In his autopsy report, government pathologist Shrvana Jyoti submitted a background summary of information obtained from the police officers investigating the matter and from Mr. Powell’s mother and fiancée. 

He said as Mr. Powell came to a bend in the road, he was unable to complete the curve and continued riding straight. He went through a barbed wire fence and into bush, where he was thrown off the motorcycle. His body then hit a medium-sized tree. Fire Rescue workers and Emergency Medical Technicians had to cut through the bush to reach him, as he was approximately 15 feet from the roadside. 

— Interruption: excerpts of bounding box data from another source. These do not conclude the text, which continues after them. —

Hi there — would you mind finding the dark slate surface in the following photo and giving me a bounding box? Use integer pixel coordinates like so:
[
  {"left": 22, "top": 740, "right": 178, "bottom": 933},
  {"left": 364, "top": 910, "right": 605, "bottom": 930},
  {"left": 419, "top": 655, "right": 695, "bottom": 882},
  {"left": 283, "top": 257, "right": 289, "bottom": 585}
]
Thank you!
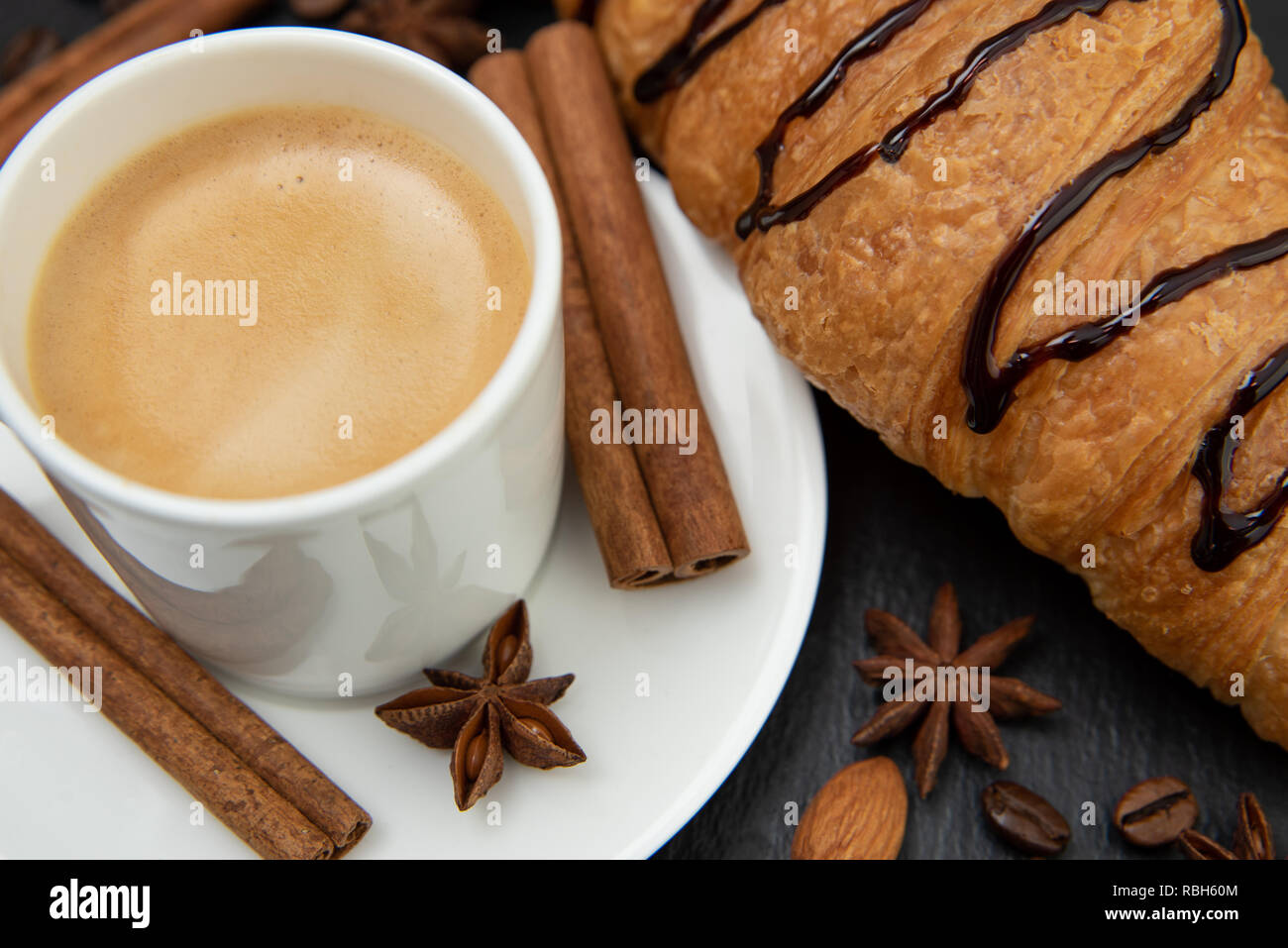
[{"left": 0, "top": 0, "right": 1288, "bottom": 859}]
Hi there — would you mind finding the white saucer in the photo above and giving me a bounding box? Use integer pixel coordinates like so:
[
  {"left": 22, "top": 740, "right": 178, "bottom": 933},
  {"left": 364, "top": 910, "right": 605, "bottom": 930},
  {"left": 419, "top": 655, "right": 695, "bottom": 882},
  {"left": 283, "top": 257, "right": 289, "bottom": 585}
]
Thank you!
[{"left": 0, "top": 180, "right": 827, "bottom": 858}]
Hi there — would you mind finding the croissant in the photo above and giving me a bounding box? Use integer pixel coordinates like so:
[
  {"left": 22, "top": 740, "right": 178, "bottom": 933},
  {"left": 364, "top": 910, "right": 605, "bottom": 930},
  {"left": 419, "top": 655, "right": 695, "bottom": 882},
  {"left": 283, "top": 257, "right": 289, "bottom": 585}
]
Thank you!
[{"left": 572, "top": 0, "right": 1288, "bottom": 747}]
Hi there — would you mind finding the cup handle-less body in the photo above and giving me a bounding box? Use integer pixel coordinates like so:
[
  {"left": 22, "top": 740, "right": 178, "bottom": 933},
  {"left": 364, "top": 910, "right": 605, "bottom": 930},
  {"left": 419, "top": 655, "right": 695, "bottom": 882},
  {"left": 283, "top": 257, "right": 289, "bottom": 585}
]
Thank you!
[{"left": 0, "top": 27, "right": 564, "bottom": 696}]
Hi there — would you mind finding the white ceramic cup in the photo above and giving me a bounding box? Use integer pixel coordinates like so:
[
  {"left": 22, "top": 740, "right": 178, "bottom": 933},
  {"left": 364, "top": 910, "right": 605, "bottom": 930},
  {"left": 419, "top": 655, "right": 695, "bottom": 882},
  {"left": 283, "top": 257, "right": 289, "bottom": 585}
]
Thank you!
[{"left": 0, "top": 27, "right": 564, "bottom": 696}]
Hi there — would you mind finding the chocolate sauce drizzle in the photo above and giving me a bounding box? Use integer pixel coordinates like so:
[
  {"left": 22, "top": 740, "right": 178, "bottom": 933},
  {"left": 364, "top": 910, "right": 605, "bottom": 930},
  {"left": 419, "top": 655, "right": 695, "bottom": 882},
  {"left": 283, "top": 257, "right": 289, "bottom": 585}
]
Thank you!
[
  {"left": 735, "top": 0, "right": 1138, "bottom": 239},
  {"left": 635, "top": 0, "right": 785, "bottom": 104},
  {"left": 635, "top": 0, "right": 1288, "bottom": 572},
  {"left": 962, "top": 0, "right": 1246, "bottom": 434},
  {"left": 734, "top": 0, "right": 937, "bottom": 240},
  {"left": 1190, "top": 345, "right": 1288, "bottom": 574}
]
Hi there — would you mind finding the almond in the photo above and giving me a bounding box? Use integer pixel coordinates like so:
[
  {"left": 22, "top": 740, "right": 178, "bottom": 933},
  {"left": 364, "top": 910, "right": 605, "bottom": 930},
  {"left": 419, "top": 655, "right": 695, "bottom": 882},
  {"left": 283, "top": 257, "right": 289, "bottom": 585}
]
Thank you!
[{"left": 793, "top": 758, "right": 909, "bottom": 859}]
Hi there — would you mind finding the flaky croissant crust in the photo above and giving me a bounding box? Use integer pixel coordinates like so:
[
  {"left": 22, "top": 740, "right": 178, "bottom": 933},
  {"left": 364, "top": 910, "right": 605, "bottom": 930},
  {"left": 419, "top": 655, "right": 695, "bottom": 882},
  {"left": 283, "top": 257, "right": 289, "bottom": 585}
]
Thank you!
[{"left": 595, "top": 0, "right": 1288, "bottom": 747}]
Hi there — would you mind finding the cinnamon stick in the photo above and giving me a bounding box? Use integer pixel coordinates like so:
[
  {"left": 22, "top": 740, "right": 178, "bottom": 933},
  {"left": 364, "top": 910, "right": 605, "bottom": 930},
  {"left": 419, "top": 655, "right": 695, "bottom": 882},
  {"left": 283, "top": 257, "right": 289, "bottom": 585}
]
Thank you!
[
  {"left": 469, "top": 51, "right": 673, "bottom": 588},
  {"left": 527, "top": 21, "right": 748, "bottom": 579},
  {"left": 0, "top": 541, "right": 335, "bottom": 859},
  {"left": 0, "top": 0, "right": 266, "bottom": 158},
  {"left": 0, "top": 490, "right": 371, "bottom": 855}
]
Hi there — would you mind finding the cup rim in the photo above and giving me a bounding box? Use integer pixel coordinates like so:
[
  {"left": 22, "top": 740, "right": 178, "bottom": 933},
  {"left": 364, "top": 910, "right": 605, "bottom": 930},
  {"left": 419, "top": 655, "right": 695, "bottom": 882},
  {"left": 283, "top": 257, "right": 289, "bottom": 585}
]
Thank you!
[{"left": 0, "top": 26, "right": 563, "bottom": 529}]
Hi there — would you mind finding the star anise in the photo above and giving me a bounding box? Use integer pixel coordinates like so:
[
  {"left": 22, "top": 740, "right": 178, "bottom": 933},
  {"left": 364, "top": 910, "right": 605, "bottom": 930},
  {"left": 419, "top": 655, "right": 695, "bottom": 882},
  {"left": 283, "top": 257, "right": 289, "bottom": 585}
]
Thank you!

He was taken to hospital, where his injuries were noted and emergency procedures carried out, including a blood transfusion. A visiting neurosurgeon performed a craniotomy, but Mr. Powell’s vital signs deteriorated and he was pronounced dead at 11.20pm. 

Mr. Jyoti said the physical cause of death was internal bleeding and multiple lacerations and fractures due to severe blunt force trauma injuries to the chest and abdomen. 

Sgt. Lenford Butler, accident reconstructionist, said the speed limit in the area was 40 mph. The road was flat and dry and there was good visibility. 

The critical curve speed where Mr. Powell left the road was 85 mph. That is the fastest speed at which a vehicle could negotiate the curve. 

The officer pointed out that Mr. Powell was riding a Suzuki GSXR on which the rear wheel fork had been extended from the manufacturer’s original specification. That extension changed the rate of speed at which the bike would negotiate a corner. 

Mr. Butler also noted that the motorcycle tyres could not generate adequate friction with the road surface at that speed. 

He suggested that, although Mr. Powell’s blood/alcohol reading was below the legal limit, the consumption of alcohol would still have affected his judgment and slowed his reflexes. 

A laboratory analysis reported Mr. Powell’s blood/alcohol level to be 78 milligrams of alcohol in 100 millilitres of blood. The legal limit in Cayman is 100 milligrams. 

The jury adopted Mr. Jyoti’s report as to physical cause of death and returned a verdict of death by misadventure.